0-1 bfs passed easily.

Your solution isn't handling updates. Like let's say you can go to node $$$x$$$ from node $$$y$$$ in $$$3$$$ sec but from node $$$z$$$ to node $$$y$$$ in $$$2$$$ sec. And you processed node $$$x$$$ before node $$$z$$$. Then, you are not updating with $$$z$$$ and that produces WA.
To handle updates efficiently, we use dijkastra algorithm.
dijkastra
All you have to do is doing the same thing you did, just applying dijkastra instead of dfs

It's better to give a dijkastra problem with little insight in E instead.
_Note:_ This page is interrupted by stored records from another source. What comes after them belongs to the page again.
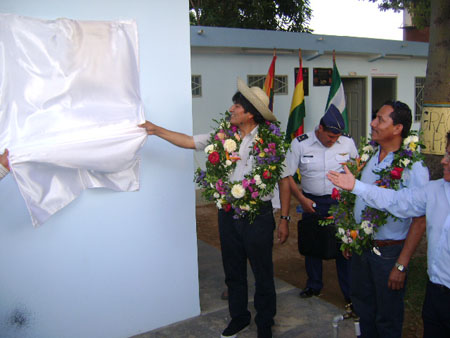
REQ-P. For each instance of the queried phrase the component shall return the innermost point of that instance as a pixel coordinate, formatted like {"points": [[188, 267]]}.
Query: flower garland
{"points": [[242, 197], [355, 237]]}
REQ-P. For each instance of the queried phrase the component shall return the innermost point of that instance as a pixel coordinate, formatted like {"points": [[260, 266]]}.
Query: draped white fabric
{"points": [[69, 108]]}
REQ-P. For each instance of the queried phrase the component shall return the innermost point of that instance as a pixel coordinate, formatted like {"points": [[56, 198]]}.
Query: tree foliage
{"points": [[286, 15], [420, 10]]}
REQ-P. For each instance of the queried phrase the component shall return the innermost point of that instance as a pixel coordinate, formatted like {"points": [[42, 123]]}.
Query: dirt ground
{"points": [[289, 265]]}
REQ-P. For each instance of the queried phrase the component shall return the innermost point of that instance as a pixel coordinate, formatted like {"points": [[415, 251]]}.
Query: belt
{"points": [[387, 242]]}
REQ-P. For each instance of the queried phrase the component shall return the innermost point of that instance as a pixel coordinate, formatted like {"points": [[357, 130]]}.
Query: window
{"points": [[305, 79], [420, 82], [196, 85], [322, 76], [280, 83]]}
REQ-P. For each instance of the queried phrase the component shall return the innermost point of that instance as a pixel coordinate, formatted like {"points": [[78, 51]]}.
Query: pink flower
{"points": [[245, 183], [335, 194], [396, 173], [214, 157], [267, 174]]}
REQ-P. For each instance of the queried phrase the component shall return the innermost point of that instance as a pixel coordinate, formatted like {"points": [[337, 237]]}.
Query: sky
{"points": [[355, 18]]}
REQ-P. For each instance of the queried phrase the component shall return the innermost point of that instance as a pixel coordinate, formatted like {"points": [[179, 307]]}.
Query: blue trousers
{"points": [[436, 311], [380, 309], [241, 240], [314, 266]]}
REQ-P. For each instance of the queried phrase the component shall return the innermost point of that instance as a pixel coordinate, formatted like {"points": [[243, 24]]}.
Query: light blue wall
{"points": [[111, 264], [220, 67]]}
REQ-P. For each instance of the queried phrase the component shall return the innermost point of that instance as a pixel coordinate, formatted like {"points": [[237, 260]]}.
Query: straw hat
{"points": [[258, 98]]}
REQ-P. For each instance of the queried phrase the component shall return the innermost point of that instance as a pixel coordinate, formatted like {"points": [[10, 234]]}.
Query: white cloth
{"points": [[69, 108]]}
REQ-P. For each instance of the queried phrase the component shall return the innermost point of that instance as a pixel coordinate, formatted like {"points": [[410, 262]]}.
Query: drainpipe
{"points": [[336, 321]]}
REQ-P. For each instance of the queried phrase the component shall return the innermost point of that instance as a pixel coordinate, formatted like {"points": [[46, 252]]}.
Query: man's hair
{"points": [[400, 115], [238, 98]]}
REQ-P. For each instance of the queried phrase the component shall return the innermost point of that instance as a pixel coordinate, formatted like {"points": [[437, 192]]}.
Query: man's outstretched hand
{"points": [[344, 181]]}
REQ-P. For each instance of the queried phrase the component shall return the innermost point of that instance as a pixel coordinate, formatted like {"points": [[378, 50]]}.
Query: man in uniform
{"points": [[432, 200], [241, 240], [314, 154]]}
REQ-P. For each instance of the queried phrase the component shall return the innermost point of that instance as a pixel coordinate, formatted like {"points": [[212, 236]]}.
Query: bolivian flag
{"points": [[297, 112]]}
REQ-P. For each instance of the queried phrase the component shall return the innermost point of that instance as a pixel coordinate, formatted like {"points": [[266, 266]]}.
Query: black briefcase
{"points": [[316, 240]]}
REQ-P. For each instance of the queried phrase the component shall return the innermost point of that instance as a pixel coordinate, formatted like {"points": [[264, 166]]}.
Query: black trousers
{"points": [[314, 266], [436, 311], [240, 241]]}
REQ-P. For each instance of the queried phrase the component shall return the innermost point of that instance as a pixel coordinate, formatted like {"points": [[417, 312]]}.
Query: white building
{"points": [[372, 72]]}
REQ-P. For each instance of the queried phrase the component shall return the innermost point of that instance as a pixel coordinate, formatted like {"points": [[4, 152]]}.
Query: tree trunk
{"points": [[436, 112]]}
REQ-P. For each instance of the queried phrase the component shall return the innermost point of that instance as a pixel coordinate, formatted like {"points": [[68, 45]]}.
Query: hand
{"points": [[308, 205], [346, 253], [283, 231], [344, 181], [4, 159], [396, 279], [149, 127]]}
They can give same difficulty level binary search or greedy problem where you need to think before applying binary search. Even div3 problems consider having some insights. Otherwise, it's like saying, implement dijkastra algorithm.
And yeah, you could have still learnt dijkastra if they put a problem on this algo with a little insight.

It's a lot of implementation anyway. They can give this kind of problems in unrated contests like educational dp contest.